Dans la vie de tous les jours, nous utilisons de nombreuses expressions et une multitude de mots dont on ne questionne plus le sens tellement nous les maîtrisons. Dans le jargon juridique, certains de ces mots peuvent parfois avoir un sens différent, une définition différente. C’est le cas de la négligence criminelle, qui a sa définition bien précise, lorsqu’il est question du chef d’accusation criminelle.


En sports, on dira de l’équipe qui a le moins de chance de remporter un match ou un tournoi qu’elle est « l’équipe négligée ». Quelqu’un dont la présentation n’est pas soignée? Qu’il a une « apparence négligée ». Qui n’est pas à son affaire?
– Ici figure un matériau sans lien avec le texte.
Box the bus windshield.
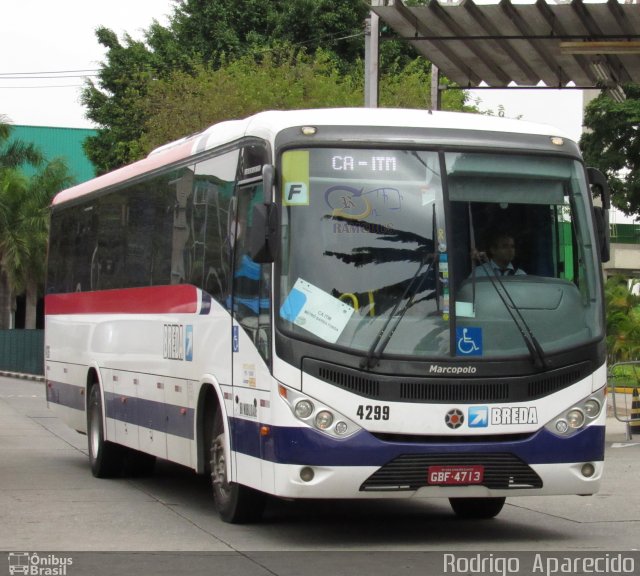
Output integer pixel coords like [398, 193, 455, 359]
[277, 147, 603, 361]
Qu’il est « négligent ». Au palais de justice, toutefois, ce terme revêt un caractère tout particulier.



Négligence criminelle ou civile?


Pour qu’une action ou une omission d’agir mène à une accusation de négligence criminelle, il faut que la personne ayant agi ou omis d’agir « montre une insouciance déréglée ou téméraire à l’égard de la vie ou de la sécurité d’autrui ». Rappelons-nous que la témérité est un excès, et donc un défaut, un vice. Ça n’a rien de positif, bien que dans le langage populaire, la témérité soit parfois utilisée comme synonyme de courage. De fait, c’est un excès de courage, qui peut parfois mettre quelqu’un en danger. Le dictionnaire Larousse en parlera comme d’une « hardiesse inconsidérée qui conduit à commettre des actes aux conséquences graves ».


Il faut aussi faire la distinction entre la négligence criminelle et la négligence civile. Un exemple de négligence civile pourrait être celui d’un propriétaire qui aurait négligé l’entretien d’un muret qui se serait effondré, causant des dommages à la cour d’un voisin. Quant à la négligence criminelle causant la mort ou causant des lésions corporelles, il faut – au-delà de l’état d’esprit négligent, téméraire ou déréglé de l’accusé – que le lien de causalité entre l’infraction et la mort ou les lésions corporelles à autrui soit établi. D’ailleurs, la négligence criminelle peut non seulement être due à un geste posé ou à une action, mais aussi à l’omission d’une action nécessaire, d’un devoir, d’une obligation imposée par la loi.


Quant à la peine encourue, elle peut aller jusqu’à l’emprisonnement à perpétuité, dans le cas de l’accusation de négligence criminelle causant la mort (Code criminel, article 220). S’il y a usage d’une arme à feu lors de la perpétration de l’infraction, la peine maximale est la même, mais l’accusé devient passible d’un minimum de quatre ans de pénitencier.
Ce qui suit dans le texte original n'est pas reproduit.